Gastroenterology clinical image challenge: An 83-year old woman with congestive heart failure, chronic obstructive pulmonary disease and peptic ulcer disease was readmitted to our institution with recurrence of upper gastrointestinal bleeding one week after her initial episode. The patient’s initial presentation was characterized by hematemesis that occurred after she stopped her proton pump inhibitor (PPI) and in the setting of steroid use for possible polymyalgia rheumatica. An upper endoscopy at that time showed a large, 4 cm, cratered gastric ulcer with a necrotic base within the patient’s 8 cm-hiatal hernia sac. There were visible cardiac pulsations noted at the ulcer base. The appearance of the ulcer was concerning for malignancy, so the margins of the ulcer were biopsied; the results were unremarkable. An endoscopic ultrasound examination was performed to better characterize this ulcer and it revealed diffuse gastric wall thickness with no evidence of intramural or extramural mass at the site of the ulcer base. The left ventricle was seen contracting adjacent to the gastric wall at the site of the giant ulcer. The patient was restarted on twice daily PPI therapy and was discharged home in stable condition.

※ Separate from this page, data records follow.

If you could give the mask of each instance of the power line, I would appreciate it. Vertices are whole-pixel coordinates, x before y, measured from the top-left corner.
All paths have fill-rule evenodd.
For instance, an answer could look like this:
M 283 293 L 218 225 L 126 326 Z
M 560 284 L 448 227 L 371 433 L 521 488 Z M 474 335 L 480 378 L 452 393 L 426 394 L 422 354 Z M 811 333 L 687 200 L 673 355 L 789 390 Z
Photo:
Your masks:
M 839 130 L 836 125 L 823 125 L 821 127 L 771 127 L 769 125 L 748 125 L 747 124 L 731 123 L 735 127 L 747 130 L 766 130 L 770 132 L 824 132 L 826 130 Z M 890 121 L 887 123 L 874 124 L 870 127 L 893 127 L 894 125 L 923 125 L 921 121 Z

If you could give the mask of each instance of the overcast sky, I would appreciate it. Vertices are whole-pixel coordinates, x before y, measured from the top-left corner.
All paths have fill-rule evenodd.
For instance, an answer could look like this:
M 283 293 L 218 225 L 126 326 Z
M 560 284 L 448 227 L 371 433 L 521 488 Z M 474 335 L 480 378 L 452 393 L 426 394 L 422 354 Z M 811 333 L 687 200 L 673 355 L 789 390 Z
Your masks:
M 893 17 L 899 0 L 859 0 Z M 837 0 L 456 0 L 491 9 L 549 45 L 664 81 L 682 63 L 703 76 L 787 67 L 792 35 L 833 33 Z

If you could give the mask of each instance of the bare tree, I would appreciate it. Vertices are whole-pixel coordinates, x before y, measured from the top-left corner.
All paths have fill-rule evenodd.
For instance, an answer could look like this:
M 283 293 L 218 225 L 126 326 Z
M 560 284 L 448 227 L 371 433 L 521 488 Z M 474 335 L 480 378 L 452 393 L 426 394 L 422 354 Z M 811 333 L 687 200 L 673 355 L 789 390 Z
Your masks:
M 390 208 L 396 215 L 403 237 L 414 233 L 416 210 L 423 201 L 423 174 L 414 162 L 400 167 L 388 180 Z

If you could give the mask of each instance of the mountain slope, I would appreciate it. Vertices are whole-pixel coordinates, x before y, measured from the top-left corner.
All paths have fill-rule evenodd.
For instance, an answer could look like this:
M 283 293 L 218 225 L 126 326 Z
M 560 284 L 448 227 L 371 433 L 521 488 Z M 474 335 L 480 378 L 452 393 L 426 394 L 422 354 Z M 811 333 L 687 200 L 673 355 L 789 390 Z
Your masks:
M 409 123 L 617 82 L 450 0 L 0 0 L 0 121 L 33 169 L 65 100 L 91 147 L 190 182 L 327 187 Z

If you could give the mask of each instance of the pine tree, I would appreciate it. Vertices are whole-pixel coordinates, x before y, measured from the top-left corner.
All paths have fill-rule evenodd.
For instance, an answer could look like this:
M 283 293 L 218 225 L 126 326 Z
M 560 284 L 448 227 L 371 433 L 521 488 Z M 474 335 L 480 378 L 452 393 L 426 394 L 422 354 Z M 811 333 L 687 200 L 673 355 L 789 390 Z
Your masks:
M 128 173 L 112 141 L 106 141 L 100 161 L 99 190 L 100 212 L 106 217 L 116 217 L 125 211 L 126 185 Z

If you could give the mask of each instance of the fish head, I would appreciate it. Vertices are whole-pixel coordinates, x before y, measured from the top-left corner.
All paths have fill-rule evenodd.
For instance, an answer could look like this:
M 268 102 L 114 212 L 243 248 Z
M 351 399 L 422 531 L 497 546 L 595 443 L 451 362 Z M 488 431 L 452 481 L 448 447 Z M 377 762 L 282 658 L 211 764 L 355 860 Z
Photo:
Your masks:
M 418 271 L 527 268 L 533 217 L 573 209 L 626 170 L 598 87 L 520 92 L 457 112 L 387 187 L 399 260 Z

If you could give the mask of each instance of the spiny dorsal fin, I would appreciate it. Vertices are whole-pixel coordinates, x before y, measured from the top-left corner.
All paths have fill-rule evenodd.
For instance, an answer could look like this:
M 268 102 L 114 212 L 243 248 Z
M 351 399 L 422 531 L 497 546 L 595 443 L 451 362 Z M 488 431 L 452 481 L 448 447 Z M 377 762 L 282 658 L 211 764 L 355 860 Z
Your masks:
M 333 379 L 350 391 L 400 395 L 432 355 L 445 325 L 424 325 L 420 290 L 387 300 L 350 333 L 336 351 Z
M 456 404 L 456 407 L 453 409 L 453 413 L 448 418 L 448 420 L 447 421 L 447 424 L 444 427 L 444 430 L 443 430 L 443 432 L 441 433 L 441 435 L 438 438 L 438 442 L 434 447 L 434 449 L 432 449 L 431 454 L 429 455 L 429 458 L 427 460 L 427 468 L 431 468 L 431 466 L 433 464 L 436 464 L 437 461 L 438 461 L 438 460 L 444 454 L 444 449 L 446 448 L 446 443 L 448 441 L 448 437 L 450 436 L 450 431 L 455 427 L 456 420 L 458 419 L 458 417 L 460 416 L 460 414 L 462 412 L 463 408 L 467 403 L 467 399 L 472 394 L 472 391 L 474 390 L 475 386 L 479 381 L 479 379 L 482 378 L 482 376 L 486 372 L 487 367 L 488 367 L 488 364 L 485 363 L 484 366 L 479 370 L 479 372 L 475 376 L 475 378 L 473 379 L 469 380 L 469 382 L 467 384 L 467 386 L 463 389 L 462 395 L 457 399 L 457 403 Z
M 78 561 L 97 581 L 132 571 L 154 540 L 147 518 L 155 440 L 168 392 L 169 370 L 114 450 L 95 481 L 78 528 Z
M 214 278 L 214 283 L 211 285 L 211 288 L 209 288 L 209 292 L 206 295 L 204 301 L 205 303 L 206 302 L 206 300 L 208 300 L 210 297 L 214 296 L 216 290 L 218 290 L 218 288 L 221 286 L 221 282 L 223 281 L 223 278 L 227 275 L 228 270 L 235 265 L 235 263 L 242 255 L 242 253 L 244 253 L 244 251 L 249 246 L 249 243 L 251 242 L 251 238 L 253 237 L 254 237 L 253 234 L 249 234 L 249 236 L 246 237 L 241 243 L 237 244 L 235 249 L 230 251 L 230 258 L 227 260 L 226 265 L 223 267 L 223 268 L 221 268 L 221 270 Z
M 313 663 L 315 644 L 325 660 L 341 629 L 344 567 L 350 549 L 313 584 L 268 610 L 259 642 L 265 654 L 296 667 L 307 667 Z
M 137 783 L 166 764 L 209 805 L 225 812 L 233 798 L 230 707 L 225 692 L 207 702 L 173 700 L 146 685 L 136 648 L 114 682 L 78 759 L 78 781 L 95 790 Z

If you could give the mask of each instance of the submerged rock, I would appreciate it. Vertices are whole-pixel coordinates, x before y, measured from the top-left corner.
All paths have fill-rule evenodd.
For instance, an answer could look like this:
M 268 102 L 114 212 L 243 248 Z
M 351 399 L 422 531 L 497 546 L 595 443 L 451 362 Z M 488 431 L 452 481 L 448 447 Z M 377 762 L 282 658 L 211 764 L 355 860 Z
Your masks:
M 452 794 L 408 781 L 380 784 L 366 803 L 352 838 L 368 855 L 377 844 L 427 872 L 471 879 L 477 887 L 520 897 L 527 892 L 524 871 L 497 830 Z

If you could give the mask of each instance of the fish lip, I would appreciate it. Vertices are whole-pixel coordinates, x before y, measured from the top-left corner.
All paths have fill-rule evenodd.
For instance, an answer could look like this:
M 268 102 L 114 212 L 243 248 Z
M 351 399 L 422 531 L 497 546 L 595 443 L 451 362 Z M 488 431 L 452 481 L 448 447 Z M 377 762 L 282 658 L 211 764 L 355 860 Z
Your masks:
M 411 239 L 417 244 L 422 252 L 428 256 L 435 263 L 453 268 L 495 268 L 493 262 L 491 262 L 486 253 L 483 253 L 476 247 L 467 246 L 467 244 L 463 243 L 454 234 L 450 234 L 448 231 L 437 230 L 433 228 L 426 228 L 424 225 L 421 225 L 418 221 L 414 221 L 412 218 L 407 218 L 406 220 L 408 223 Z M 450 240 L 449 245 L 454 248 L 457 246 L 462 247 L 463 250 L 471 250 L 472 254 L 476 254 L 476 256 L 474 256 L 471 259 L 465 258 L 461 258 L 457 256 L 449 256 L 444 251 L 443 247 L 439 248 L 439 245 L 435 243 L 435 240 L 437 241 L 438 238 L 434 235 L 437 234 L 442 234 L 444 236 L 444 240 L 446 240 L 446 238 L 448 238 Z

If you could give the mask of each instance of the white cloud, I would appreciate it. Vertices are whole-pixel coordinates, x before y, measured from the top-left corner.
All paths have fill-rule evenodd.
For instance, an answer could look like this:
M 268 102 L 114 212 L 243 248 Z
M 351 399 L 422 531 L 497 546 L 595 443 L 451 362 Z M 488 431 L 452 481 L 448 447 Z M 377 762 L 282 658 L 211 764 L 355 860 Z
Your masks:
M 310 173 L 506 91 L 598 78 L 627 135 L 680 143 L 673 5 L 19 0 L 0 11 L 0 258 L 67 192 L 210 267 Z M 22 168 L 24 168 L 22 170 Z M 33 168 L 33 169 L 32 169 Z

One week later, she represented with melena and an episode of hematemesis. On admission, her blood pressure was 120/60 mm Hg and pulse rate 81 bpm. The remainder of her physical examination was unremarkable. Her hemoglobin was 7.8 g/dL (down from 8.7 g/dL 4 days earlier). The patient was transfused one unit of packed red blood cells and underwent an upper endoscopy. Unfortunately, the patient became hypoxic after receiving propofol, so the upper endoscopy was rescheduled for the next day. The patient remained hemodynamically stable and so was her hemoglobin. She had no signs of ongoing gastrointestinal bleeding. The following day, upper endoscopy showed the large 4 cm ulcer with a protuberance in the midst of it, suspicious for a nonbleeding visible vessel (figure). The rest of the stomach was grossly unremarkable with the exception of the large hiatal hernia. There was no old or fresh blood noted throughout the examination.
How would you treat this visible vessel knowing the ulcer size and its proximity to the left ventricle? What do you think the etiology of this giant gastric ulcer is?